$Y''(x)-\frac{Y'(x)}{x}=-a$, for $x \geq c$,
(1) $a>0$ and $c>0$ are constants.
(2) Boundary conditions are: $Y(c)=0$ and $Y'(\infty)=0$
I used $x=\tan(u)$ to change the variables into $u$. Hoping I didn't make any mistake in this process, it didn't lead to a reasonable solution.
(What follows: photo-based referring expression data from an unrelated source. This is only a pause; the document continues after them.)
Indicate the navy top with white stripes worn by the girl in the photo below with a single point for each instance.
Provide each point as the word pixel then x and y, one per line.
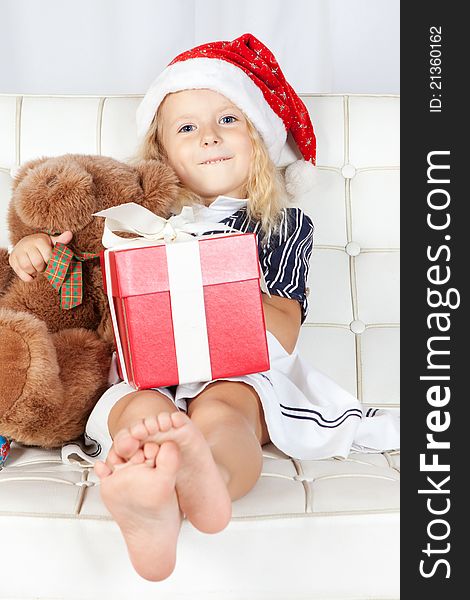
pixel 284 255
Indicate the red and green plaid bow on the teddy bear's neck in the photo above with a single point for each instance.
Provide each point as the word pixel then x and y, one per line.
pixel 64 272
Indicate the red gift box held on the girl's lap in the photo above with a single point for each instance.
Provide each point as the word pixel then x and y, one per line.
pixel 187 311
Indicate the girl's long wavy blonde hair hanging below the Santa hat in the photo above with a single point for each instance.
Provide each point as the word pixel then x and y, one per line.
pixel 265 186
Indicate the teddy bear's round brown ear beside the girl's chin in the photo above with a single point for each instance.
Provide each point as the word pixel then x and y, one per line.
pixel 159 184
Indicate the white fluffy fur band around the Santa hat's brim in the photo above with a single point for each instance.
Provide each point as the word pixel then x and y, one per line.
pixel 225 78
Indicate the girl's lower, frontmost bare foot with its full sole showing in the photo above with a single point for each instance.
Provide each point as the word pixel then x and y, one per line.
pixel 140 495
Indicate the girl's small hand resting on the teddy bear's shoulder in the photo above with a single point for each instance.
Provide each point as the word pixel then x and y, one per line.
pixel 32 253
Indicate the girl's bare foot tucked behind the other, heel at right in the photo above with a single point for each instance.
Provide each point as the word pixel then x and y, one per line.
pixel 202 491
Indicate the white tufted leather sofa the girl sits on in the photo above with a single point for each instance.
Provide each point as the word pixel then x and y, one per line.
pixel 324 529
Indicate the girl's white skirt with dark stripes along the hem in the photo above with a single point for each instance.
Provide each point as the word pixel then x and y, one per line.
pixel 308 415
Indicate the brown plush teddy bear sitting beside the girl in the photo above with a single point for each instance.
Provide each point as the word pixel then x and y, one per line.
pixel 54 361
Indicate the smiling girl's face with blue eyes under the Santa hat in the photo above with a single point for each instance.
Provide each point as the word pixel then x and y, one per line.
pixel 200 126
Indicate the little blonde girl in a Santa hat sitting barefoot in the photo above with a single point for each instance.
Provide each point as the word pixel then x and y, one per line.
pixel 219 115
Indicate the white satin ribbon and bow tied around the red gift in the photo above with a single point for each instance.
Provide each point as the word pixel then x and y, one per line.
pixel 186 292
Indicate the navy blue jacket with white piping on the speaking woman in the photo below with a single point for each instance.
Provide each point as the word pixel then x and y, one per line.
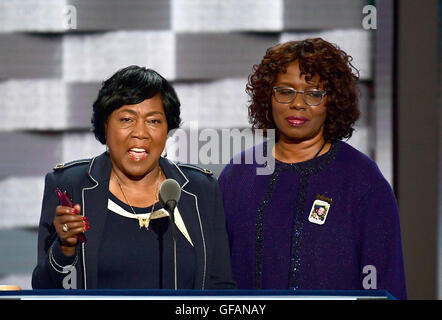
pixel 87 181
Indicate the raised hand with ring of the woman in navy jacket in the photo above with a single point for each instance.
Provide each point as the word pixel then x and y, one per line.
pixel 69 223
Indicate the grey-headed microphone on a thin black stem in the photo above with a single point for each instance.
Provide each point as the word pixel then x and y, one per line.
pixel 170 192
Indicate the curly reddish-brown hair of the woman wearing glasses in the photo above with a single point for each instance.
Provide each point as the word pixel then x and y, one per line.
pixel 315 56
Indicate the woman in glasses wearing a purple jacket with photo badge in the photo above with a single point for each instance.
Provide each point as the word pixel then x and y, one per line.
pixel 325 218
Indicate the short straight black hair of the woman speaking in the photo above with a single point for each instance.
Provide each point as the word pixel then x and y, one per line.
pixel 132 85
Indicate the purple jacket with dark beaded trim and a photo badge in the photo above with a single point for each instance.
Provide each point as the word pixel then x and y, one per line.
pixel 274 244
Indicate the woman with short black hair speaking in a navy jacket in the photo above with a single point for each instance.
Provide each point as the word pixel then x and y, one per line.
pixel 115 196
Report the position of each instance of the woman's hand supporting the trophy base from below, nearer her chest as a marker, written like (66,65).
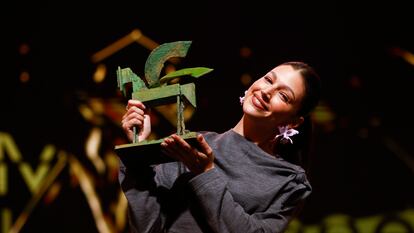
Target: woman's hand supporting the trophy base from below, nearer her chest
(196,160)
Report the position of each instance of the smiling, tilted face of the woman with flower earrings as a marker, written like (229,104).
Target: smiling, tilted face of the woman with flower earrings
(275,97)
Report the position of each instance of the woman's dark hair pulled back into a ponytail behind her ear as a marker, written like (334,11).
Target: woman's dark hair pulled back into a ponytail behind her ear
(300,151)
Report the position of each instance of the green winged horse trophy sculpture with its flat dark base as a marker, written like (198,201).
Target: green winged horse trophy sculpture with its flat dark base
(159,91)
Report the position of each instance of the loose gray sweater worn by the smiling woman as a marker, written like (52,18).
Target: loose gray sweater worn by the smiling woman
(247,191)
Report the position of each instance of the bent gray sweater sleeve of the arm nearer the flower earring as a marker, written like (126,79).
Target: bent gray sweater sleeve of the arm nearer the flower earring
(223,214)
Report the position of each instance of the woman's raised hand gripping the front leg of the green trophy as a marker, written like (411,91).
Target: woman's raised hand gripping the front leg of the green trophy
(136,116)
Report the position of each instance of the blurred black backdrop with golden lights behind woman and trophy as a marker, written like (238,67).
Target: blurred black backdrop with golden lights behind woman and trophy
(61,107)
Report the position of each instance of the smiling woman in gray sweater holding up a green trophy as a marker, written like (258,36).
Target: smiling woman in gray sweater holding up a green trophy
(247,179)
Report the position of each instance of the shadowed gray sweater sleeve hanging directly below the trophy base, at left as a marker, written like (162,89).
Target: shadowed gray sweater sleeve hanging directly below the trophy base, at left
(140,190)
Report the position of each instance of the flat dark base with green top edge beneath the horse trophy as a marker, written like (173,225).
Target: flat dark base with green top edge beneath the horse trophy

Thanks for your help and consideration.
the solution of the homogeneous problem is $$y = Ax^2 + B \tag1 $$ we will try the variation of parameters by making $(1)$ a solution $$ y'' - \frac1x y' = -a \tag 2$$ by making constraints on $A, B$ which are now functions of $x.$
$$y' = A'x^2 + 2Ax + B' = 2Ax \text{ and } A' x^2 + B' = 0 \text{ so }y'' = 2A'x + 2A. \tag 3$$
putting these in $(2),$ we get another equation$$-a = 2A'x + 2A-\frac1x2Ax = 2A'x, A = -\frac a2 \ln x + C $$ and solving for $B'$ gives $$B' = \frac a 2 x, B = \frac a4+Dx^2 $$ finally we have for $$y = x^2\left(-\frac a2 \ln x + C \right) + \frac a4+Dx^2, y'=2Ax = -ax\ln x + 2Cx$$
the boundary condition $y'(\infty) = 0$ cannot be satisfied for any $C$. so i would say that your initial value problem has no solution.